TRIAD, NC -- The countdown is on – Sunday night, bars and restaurants in the Triad will be crowded with people ready to celebrate the new year.
But the cold temperatures and big crowds can also make things more dangerous if you're out and about.
The Greensboro Police Department will have several dozen additional officers in the downtown area on patrol.
But another concern for officers are folks who attend house parties.
Corporal Holbrook with the Greensboro Police Department says when alcohol is involved, there's no such thing as playing it safe, no matter where you're celebrating.
“With the house parties, it's not the same large crowd as far as downtown but people are still drinking and they are still leaving after drinking and getting behind the wheel and they have accidents,” said Holbrook.
Hosting or attending a house party can be a more affordable option than going out to the bars.
However, according to police, it's not always a safer alternative.
By law, the host of a house party is responsible for guests drinking at their home, which means you can be held liable if a person gets involved in a car accident after you gave them alcohol.
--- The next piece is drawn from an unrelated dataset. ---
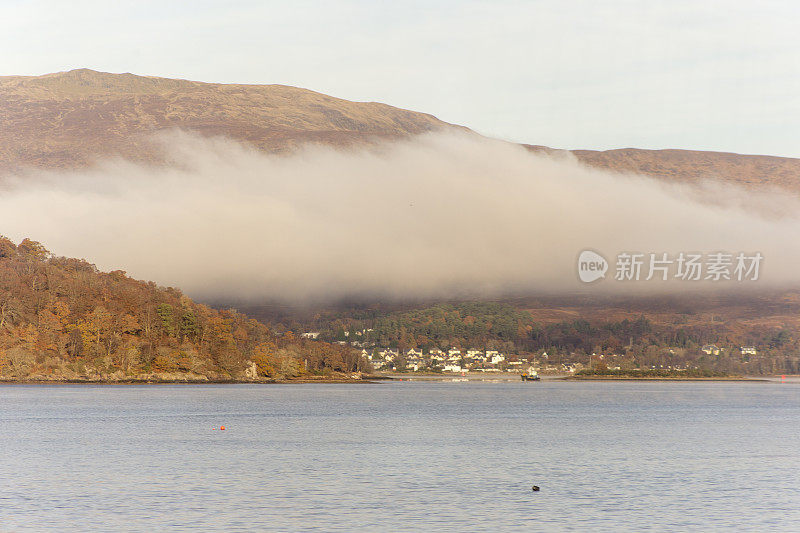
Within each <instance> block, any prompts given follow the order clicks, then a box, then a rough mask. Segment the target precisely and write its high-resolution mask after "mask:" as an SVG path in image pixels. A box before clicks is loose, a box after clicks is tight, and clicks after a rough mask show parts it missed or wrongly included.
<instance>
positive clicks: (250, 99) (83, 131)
mask: <svg viewBox="0 0 800 533" xmlns="http://www.w3.org/2000/svg"><path fill="white" fill-rule="evenodd" d="M448 126H449V125H448V124H446V123H444V122H441V121H439V120H437V119H436V118H435V117H433V116H431V115H426V114H424V113H415V112H412V111H406V110H403V109H398V108H395V107H392V106H389V105H385V104H379V103H373V102H369V103H363V102H349V101H347V100H342V99H339V98H333V97H331V96H327V95H324V94H320V93H315V92H313V91H309V90H306V89H298V88H296V87H288V86H285V85H223V84H213V83H200V82H194V81H186V80H174V79H167V78H155V77H148V76H135V75H133V74H108V73H104V72H95V71H93V70H88V69H80V70H72V71H69V72H59V73H56V74H47V75H44V76H6V77H0V170H15V169H19V168H22V167H28V166H32V167H38V168H74V167H81V166H85V165H88V164H90V163H91V162H92V161H93V160H94V159H96V158H97V157H98V156H106V155H120V156H124V157H126V158H129V159H132V160H137V161H156V160H158V158H159V153H158V151H157V149H156V148H155V147H154V146H153V145H151V144H150V143H148V142H147V138H148V135H147V134H149V133H152V132H154V131H159V130H165V129H171V128H183V129H188V130H194V131H197V132H200V133H201V134H208V135H226V136H229V137H232V138H234V139H237V140H240V141H245V142H248V143H251V144H253V145H255V146H257V147H259V148H261V149H263V150H265V151H268V152H283V151H287V150H291V149H292V148H293V147H296V146H297V145H299V144H301V143H305V142H319V143H325V144H331V145H335V146H349V145H353V144H357V143H364V142H372V141H374V140H376V139H392V138H399V137H403V136H407V135H413V134H417V133H423V132H427V131H432V130H435V129H439V128H443V127H448Z"/></svg>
Holbrook says it's important to be able to recognize the signs when a friend has too much to drink.
“Slurred speech, their fine motor skills, are they able to walk around good? Are they able to even dial on a cell phone,” said Holbrook. “People start stumbling over stuff. Just try to keep an eye on them.”
Another element you need to be prepared for is the cold weather.
With temperatures below freezing, some may be tempted to drink more to warm up.
But according to Andy Pate, a paramedic with Forsyth Co. Emergency Services, you don't actually get any warmer from alcohol.
“One of the things about alcohol is it causes your blood vessels to get bigger. When that happens, you get more blood to the skin. As that happens, you lose body heat. You feel warm but you are actually getting colder,” said Pate. “Of course, other effects of alcohol is that is sometimes impairs your judgment and that incorporated with the cold weather is a recipe for bad things to happen.”
Pate says New Year's Eve is typically one of the busier nights of the year for paramedics and the frigid temperatures are only expected to make things worse.
Pate says it only takes a few minutes for your core temperature to drop low enough to risk hypothermia.